What you are seeing is a display of the underlying geology manifested in the soils that lie above the bedrock. The browning grasslands are floored with ‘melange’ of the Franciscan Formation, a unit composed of sheared shale and bits and pieces of the ancient seafloor that were squished into a subduction zone… kinda like what happens if you try and push a slice of pizza under a door. (hint… try this experiment.. you will need a nearby dog). The soils derived from this mess include a number of clay minerals that are highly expansive, increasing in volume by as much as 40% when wetted, and shrinking and forming deep surface contraction cracks. If you have walked Laguna Lake Park you will have seen the cracks. The cracks allow deep drying of the soil profile in the summer, and will fracture plant roots as they develop. As a result, the melange is covered with annual plants, especially introduced European grasses (California originally didn’t have all the springtime bright green grassland).

The Morros themselves are about 50 million years younger than the melanges, and are the lava plumbing stubs for volcanoes that have long-ago been stripped away by erosion. Formed when an ocean ridge system collided with the edge of North America and the San Andreas fault system was starting, the lava had a composition close to that of granite, and weathers into a thin soil that is not expansive.

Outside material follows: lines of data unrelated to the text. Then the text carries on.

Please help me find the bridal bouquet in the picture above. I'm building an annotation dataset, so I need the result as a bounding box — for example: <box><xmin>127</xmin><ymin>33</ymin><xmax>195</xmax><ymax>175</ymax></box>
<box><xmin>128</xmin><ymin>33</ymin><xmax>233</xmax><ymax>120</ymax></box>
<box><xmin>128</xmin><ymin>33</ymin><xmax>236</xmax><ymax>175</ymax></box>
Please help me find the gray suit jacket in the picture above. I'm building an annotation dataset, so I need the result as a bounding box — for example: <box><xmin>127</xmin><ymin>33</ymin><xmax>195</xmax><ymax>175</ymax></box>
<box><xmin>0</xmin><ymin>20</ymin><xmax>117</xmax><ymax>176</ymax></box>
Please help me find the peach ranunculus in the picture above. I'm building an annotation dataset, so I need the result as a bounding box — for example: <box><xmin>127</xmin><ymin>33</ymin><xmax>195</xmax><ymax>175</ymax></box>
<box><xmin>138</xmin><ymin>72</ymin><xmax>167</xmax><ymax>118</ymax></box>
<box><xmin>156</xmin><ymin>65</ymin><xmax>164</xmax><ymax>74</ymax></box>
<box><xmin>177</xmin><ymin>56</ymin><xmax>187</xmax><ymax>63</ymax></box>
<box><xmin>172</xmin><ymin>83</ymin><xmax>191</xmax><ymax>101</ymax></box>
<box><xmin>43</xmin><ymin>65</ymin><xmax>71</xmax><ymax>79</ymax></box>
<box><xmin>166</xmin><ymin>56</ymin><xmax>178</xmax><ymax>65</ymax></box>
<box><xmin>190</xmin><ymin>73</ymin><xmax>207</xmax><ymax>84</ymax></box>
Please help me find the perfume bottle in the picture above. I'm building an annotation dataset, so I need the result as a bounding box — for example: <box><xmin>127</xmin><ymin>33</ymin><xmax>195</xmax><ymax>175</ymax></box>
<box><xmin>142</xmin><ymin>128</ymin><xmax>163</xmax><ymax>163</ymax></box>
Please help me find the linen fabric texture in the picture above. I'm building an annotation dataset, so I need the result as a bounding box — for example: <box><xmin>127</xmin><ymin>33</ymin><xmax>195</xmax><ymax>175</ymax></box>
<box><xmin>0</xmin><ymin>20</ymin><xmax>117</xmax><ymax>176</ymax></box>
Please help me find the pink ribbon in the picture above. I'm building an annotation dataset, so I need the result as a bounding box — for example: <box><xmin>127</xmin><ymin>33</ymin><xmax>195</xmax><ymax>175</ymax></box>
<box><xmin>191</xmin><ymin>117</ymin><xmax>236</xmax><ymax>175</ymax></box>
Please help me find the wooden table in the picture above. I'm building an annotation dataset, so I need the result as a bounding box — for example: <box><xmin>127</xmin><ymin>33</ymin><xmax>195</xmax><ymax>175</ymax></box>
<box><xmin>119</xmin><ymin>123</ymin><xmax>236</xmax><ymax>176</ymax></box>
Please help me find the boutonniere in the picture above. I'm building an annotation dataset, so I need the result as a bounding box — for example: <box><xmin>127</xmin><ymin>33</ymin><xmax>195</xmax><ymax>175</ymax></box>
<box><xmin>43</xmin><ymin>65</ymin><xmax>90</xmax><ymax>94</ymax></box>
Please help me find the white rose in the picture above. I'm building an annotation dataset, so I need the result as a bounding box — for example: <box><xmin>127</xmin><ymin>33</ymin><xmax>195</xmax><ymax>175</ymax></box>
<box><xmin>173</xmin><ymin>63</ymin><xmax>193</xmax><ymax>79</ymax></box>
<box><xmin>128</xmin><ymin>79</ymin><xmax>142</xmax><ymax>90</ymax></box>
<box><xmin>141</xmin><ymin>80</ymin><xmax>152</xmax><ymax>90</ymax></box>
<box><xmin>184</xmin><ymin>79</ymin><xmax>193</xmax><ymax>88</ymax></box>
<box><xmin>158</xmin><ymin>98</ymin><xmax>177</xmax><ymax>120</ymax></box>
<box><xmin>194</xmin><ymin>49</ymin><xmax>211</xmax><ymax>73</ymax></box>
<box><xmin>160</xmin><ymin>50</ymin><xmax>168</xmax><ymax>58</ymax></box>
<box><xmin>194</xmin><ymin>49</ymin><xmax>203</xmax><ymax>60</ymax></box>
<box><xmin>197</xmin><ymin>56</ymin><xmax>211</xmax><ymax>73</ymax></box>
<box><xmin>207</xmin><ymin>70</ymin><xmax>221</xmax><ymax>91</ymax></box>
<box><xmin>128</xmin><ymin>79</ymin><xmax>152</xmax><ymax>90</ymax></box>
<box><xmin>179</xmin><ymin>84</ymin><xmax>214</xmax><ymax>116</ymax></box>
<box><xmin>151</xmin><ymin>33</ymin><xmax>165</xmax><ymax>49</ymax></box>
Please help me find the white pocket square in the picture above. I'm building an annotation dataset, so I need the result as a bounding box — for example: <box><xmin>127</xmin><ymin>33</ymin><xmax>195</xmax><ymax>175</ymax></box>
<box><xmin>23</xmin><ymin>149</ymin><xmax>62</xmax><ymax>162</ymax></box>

This enables perennial plants to take hold, and as the bedrock is fractured, allows shrub roots to penetrate fairly deeply into the ground.

poly serpentinite

This photo is a pre-fire Google Earth oblique of the serpentinite ridge behind Cal Poly, showing (1) the nearly bare rock, nutrient-poor serpentinite outcrops on the ridge line, (2) green patches of black sage on volcanic rock of the Franciscan Formation at mid-slope (very large blocks of old volcanic seafloor) that forms thick soil, and (3) melange grasslands at the base of the slope.